Ivanka Trump on Women's Rights in Saudi Arabia: 'Very Encouraging Progress' But 'Still a Lot of Work to Be Done'

Ivanka Trump
Ivanka Trump at the W20 conference in Berlin on April 25. Her family leave proposal has been criticized by feminist icon Gloria Steinem for being “the policy of every authoritarian regime.” Sean Gallup/Getty

Ivanka Trump told a group of Saudi women leaders on Sunday there was "more work to be done" to improve the lives of women in their respective countries.

Speaking at Riyadh's Tuwaiq Palace with a group of 15 women high up in Saudi business and society, Trump—a daughter of and an adviser to the American president—discussed female empowerment.

Related: Is Ivanka Trump the new Hillary Clinton?

"In every country, including the United States, women and girls face challenges," Trump said according to The Washington Post. "Saudi Arabia's progress, especially in recent years, is very encouraging, but there's still a lot of work to be done."

It was not clear what progress Trump was referring to.

Trump and her stepmother, First Lady Melania Trump, have visited the kingdom along with President Donald Trump during his first foreign trip since taking office, during which the president has signed a $110 billion arms with Saudi Arabia that says Riyadh will buy military equipment from the U.S.

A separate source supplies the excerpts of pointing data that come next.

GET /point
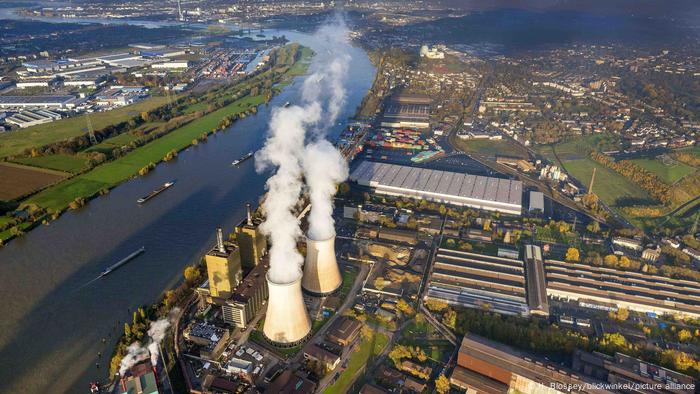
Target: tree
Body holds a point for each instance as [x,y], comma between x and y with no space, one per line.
[435,305]
[572,255]
[684,335]
[450,318]
[442,384]
[622,314]
[191,275]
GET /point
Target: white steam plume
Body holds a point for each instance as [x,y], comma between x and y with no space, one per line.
[136,352]
[324,168]
[285,150]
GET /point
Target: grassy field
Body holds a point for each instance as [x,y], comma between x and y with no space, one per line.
[614,189]
[578,148]
[667,173]
[64,163]
[491,148]
[16,142]
[370,347]
[112,173]
[17,180]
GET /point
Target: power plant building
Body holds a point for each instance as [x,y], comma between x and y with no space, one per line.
[247,299]
[321,273]
[474,191]
[223,268]
[252,242]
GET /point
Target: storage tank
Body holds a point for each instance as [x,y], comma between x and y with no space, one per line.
[321,272]
[286,322]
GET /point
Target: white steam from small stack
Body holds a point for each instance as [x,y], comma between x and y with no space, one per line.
[136,352]
[319,162]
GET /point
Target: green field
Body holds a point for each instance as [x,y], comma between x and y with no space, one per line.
[64,163]
[578,148]
[370,347]
[112,173]
[16,142]
[491,148]
[611,187]
[667,173]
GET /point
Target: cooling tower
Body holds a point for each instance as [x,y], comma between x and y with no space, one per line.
[286,322]
[321,273]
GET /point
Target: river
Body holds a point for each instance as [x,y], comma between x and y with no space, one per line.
[53,323]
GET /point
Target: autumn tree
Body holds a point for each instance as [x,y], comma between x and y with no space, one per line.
[572,255]
[442,384]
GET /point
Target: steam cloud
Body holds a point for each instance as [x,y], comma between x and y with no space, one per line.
[319,162]
[136,352]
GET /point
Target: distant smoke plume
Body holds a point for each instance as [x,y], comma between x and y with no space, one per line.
[136,352]
[323,96]
[324,168]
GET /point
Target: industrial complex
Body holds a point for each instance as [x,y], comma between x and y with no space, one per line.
[474,191]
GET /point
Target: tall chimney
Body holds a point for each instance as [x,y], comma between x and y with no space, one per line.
[321,272]
[220,240]
[287,322]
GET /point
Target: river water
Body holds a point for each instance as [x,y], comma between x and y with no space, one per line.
[52,322]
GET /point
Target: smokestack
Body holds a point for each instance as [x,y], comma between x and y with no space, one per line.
[321,273]
[220,240]
[287,322]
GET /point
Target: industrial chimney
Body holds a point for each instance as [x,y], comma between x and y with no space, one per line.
[220,240]
[286,322]
[321,273]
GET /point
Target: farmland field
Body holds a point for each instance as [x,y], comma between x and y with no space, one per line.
[16,142]
[114,172]
[17,180]
[491,148]
[667,173]
[614,189]
[64,163]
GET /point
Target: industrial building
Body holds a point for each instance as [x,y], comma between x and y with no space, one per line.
[321,273]
[479,281]
[29,102]
[33,118]
[223,270]
[407,110]
[344,330]
[247,298]
[633,290]
[252,242]
[623,369]
[474,191]
[485,366]
[536,285]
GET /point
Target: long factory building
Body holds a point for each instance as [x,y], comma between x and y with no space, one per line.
[514,287]
[633,290]
[474,191]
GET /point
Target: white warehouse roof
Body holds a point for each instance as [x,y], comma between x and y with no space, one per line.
[456,188]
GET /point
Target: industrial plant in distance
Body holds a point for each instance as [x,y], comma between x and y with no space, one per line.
[365,197]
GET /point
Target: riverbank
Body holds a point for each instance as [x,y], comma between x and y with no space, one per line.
[75,191]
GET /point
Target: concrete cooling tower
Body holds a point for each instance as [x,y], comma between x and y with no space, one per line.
[286,322]
[321,273]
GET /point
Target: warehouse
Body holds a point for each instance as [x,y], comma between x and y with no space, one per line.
[480,192]
[19,102]
[407,110]
[479,281]
[633,290]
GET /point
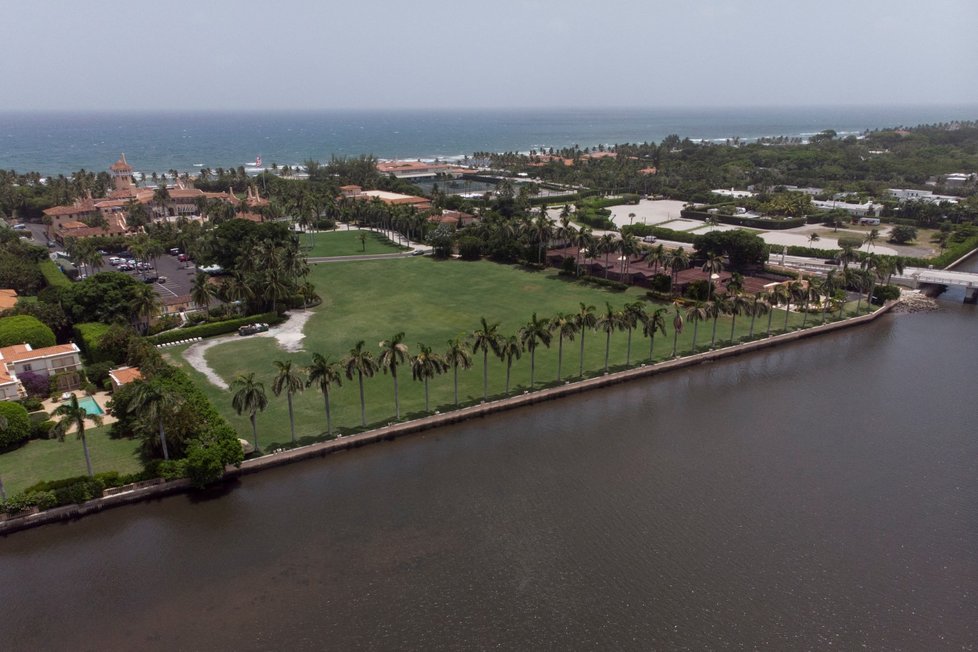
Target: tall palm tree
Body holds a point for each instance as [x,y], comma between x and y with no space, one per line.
[534,332]
[737,304]
[393,353]
[652,323]
[457,356]
[290,381]
[425,366]
[696,313]
[510,349]
[677,327]
[324,374]
[565,327]
[359,361]
[713,265]
[610,321]
[585,320]
[249,397]
[156,402]
[632,315]
[73,415]
[486,338]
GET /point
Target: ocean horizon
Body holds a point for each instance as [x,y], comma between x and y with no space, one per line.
[61,142]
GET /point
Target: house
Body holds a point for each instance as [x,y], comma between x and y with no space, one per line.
[123,375]
[61,362]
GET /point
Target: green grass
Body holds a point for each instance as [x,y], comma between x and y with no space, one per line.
[431,301]
[346,243]
[49,459]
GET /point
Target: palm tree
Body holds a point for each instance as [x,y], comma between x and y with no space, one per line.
[536,331]
[290,381]
[653,322]
[425,366]
[73,415]
[584,319]
[457,356]
[632,314]
[486,339]
[156,402]
[324,374]
[201,291]
[611,321]
[696,313]
[394,352]
[359,361]
[564,326]
[737,304]
[677,328]
[510,349]
[713,265]
[249,396]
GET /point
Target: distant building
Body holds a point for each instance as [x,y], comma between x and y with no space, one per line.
[61,362]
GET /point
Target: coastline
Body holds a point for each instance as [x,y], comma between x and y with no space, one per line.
[155,489]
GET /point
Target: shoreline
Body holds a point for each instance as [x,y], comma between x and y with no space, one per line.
[157,488]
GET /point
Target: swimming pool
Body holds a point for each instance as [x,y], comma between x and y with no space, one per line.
[88,404]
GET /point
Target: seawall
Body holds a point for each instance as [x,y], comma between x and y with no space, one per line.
[393,431]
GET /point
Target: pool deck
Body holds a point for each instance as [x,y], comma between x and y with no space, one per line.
[102,398]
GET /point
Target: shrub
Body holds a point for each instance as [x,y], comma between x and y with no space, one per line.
[21,329]
[18,428]
[212,329]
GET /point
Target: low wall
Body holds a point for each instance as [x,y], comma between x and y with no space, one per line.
[396,430]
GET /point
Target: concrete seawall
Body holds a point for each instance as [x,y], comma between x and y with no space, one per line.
[393,431]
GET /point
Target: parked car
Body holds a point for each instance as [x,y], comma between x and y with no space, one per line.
[251,329]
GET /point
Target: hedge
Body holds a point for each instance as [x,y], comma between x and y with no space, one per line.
[21,329]
[754,222]
[52,274]
[212,329]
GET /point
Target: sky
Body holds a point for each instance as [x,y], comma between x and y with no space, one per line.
[326,54]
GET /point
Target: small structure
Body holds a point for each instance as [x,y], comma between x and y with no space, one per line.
[123,375]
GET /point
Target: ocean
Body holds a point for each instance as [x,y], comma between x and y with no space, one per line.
[63,142]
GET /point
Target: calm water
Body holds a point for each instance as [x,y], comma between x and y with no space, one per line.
[53,143]
[824,495]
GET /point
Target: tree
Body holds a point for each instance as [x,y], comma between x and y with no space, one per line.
[534,332]
[486,338]
[290,381]
[585,320]
[565,327]
[457,356]
[157,403]
[510,349]
[74,416]
[393,352]
[324,373]
[359,361]
[249,397]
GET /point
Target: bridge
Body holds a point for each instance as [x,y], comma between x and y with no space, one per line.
[915,276]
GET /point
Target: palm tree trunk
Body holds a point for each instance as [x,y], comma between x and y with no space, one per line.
[88,459]
[329,421]
[166,453]
[363,404]
[288,397]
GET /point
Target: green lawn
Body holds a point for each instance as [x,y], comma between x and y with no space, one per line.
[49,459]
[346,243]
[430,301]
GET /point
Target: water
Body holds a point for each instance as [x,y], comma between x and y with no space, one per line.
[53,143]
[822,495]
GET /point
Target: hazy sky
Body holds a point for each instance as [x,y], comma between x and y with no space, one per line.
[313,54]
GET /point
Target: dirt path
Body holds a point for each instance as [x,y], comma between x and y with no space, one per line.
[289,336]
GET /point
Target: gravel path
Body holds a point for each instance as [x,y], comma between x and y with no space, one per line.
[289,336]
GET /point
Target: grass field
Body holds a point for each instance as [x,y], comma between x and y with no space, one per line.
[346,243]
[50,459]
[430,301]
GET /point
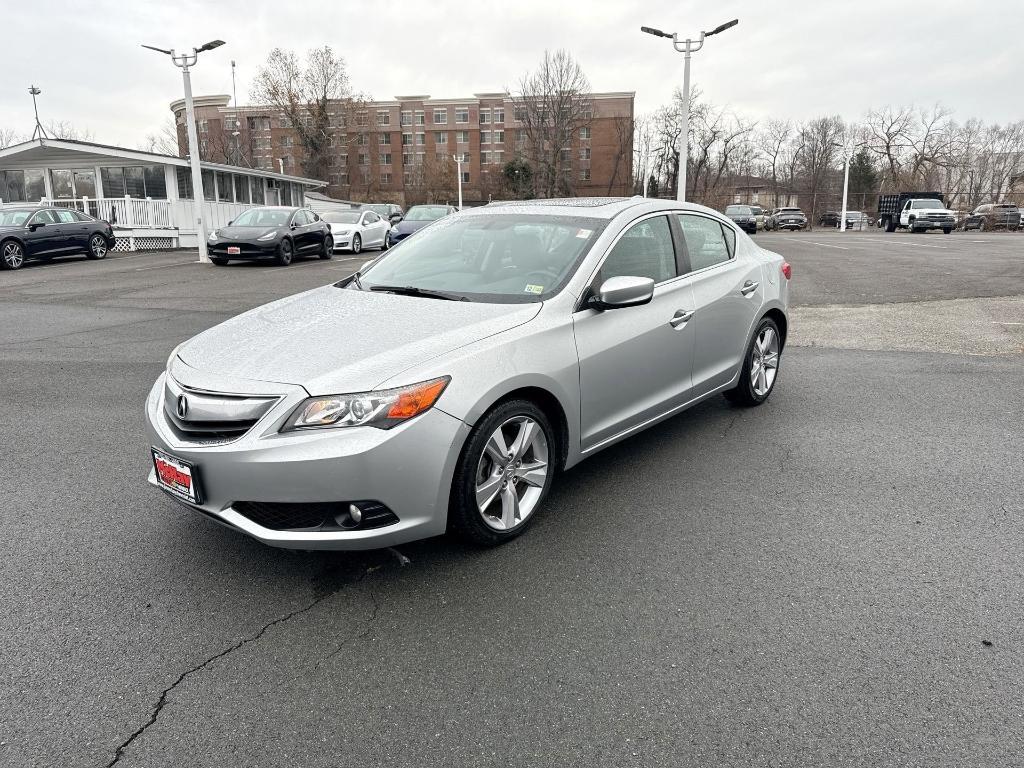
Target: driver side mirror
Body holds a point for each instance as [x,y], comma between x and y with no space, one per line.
[624,291]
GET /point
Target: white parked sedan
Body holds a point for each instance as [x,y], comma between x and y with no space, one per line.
[356,229]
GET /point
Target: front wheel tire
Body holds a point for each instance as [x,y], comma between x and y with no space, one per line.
[757,379]
[97,248]
[504,474]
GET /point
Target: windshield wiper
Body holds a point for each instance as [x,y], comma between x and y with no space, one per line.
[414,291]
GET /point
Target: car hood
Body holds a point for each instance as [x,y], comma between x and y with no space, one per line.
[333,340]
[408,227]
[244,232]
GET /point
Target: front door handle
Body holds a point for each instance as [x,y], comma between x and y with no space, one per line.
[681,317]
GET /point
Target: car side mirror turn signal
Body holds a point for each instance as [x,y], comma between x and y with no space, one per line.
[624,291]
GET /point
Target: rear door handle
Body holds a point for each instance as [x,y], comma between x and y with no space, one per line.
[681,317]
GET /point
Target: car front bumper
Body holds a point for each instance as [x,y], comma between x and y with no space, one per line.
[408,469]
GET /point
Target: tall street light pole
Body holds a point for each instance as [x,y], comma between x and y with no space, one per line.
[686,47]
[458,165]
[183,61]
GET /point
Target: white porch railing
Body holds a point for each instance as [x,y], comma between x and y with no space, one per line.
[154,214]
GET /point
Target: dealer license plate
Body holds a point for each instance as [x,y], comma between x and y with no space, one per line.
[176,476]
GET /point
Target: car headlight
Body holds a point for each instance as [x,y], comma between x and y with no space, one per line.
[384,409]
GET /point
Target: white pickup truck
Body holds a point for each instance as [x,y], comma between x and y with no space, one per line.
[916,214]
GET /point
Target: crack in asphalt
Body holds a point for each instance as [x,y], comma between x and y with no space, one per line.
[360,636]
[162,700]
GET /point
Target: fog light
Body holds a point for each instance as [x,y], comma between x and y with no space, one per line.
[355,513]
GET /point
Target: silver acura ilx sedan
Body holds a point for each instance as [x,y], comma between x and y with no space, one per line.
[448,383]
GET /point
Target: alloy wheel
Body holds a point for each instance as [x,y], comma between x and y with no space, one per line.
[764,361]
[98,247]
[13,256]
[512,473]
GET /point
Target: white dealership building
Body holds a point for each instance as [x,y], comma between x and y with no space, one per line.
[146,197]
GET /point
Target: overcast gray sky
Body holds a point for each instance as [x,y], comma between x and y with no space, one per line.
[796,59]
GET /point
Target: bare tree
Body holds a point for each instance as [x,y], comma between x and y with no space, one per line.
[65,129]
[304,95]
[552,104]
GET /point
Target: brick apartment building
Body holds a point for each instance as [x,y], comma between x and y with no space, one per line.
[393,145]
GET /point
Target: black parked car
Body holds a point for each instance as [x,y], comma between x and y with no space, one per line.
[742,216]
[993,216]
[271,232]
[34,232]
[417,218]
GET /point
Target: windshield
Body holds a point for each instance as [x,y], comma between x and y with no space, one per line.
[341,217]
[426,213]
[500,258]
[15,217]
[262,217]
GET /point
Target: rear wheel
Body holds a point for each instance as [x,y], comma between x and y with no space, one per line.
[285,253]
[760,367]
[504,473]
[13,255]
[327,250]
[97,247]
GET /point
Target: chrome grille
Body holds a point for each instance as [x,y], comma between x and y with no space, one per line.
[211,418]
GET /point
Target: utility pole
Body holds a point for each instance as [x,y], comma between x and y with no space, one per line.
[183,61]
[686,47]
[38,131]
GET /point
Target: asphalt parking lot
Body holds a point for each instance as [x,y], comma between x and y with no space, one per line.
[836,578]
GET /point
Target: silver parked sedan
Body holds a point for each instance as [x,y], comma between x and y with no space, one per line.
[448,383]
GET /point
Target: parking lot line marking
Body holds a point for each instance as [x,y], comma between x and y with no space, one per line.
[164,266]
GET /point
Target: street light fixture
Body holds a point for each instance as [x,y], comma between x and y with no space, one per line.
[687,47]
[183,61]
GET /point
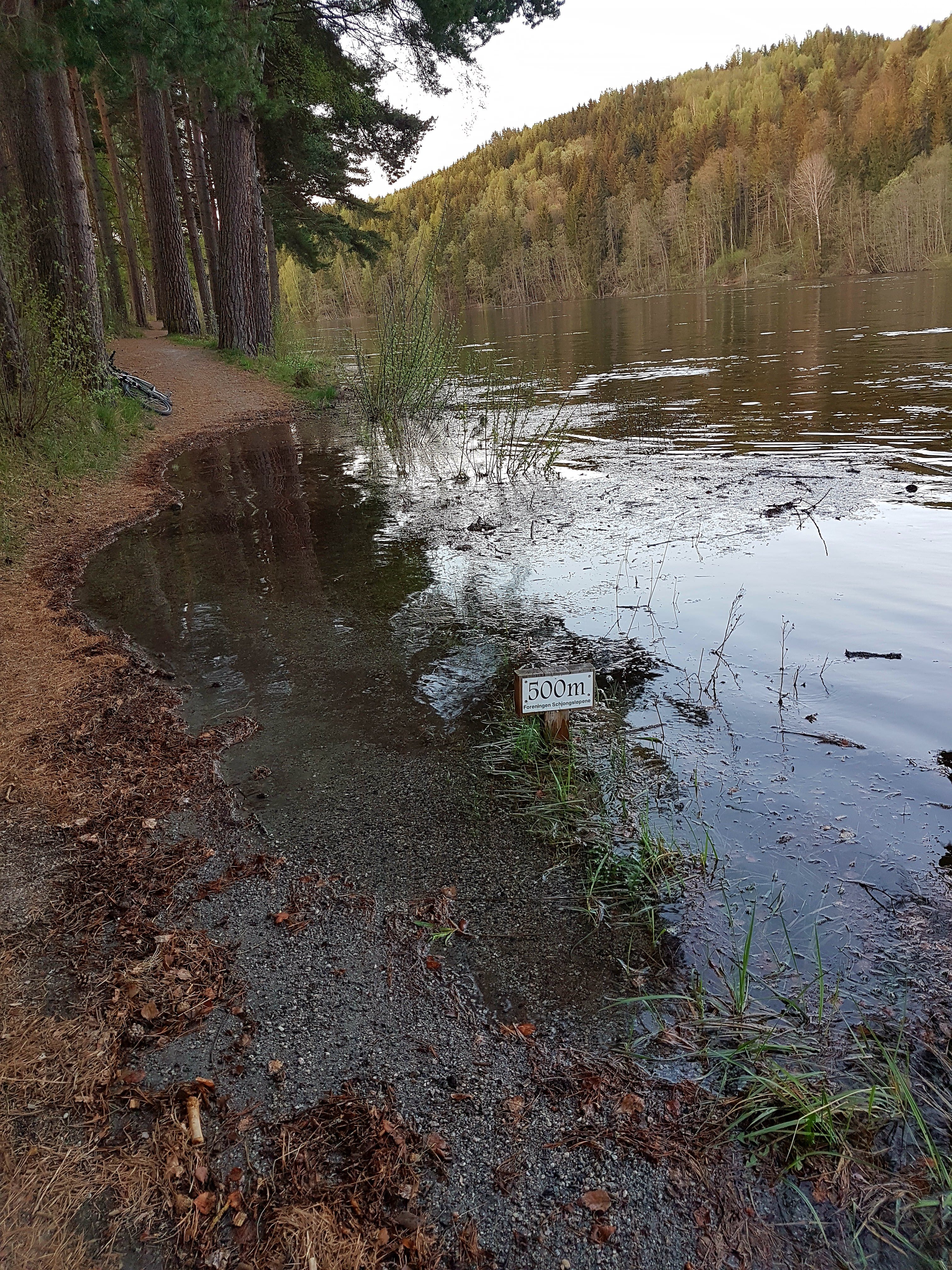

Neither of the women has donned a headscarf during their trip to the conservative country, where Muslim women are required to cover their hair in public, have their affairs overseen by a male guardian and are forbidden from driving.

On the issue of women not being allowed to drive, Ivanka Trump said: "Women driving is not a religious issue as much as it is an issue that relates to the community itself that either accepts it or refuses it."

Ivanka Trump's comments have not been welcomed by all sections of Saudi Arabian society. Several activists told The Post the only women who would benefit from Trump's words were those in privileged positions.

"All the women that Ivanka Trump met have a guardian," activist Aziza al-Yousef, 58, told The Post.

"All these achievements depend on whether you're lucky to be born in a family where your guardian will be understanding, will help you. If Ivanka is interested in women empowerment and human rights, she should see activists, and not just officials."

In its 2017 country report on Saudi Arabia, Human Rights Watch observed: "Saudi Arabia's discriminatory male guardianship system remains intact despite government pledges to abolish it. Under this system, adult women must obtain permission from a male guardian—usually a husband, father, brother, or son—to travel, marry, or exit prison.

It added: "They may be required to provide guardian consent in order to work or access healthcare. Women regularly face difficulty conducting a range of transactions without a male relative, from renting an apartment to filing legal claims. "

The first daughter also spoke out about female empowerment and entrepreneurship during a separate earlier visit to Germany, when she was invited by Chancellor Angela Merkel to speak at the G20 Women's Summit.

But Ivanka Trump faced a difficult audience, who booed her when she described her father as a "tremendous champion of supporting families."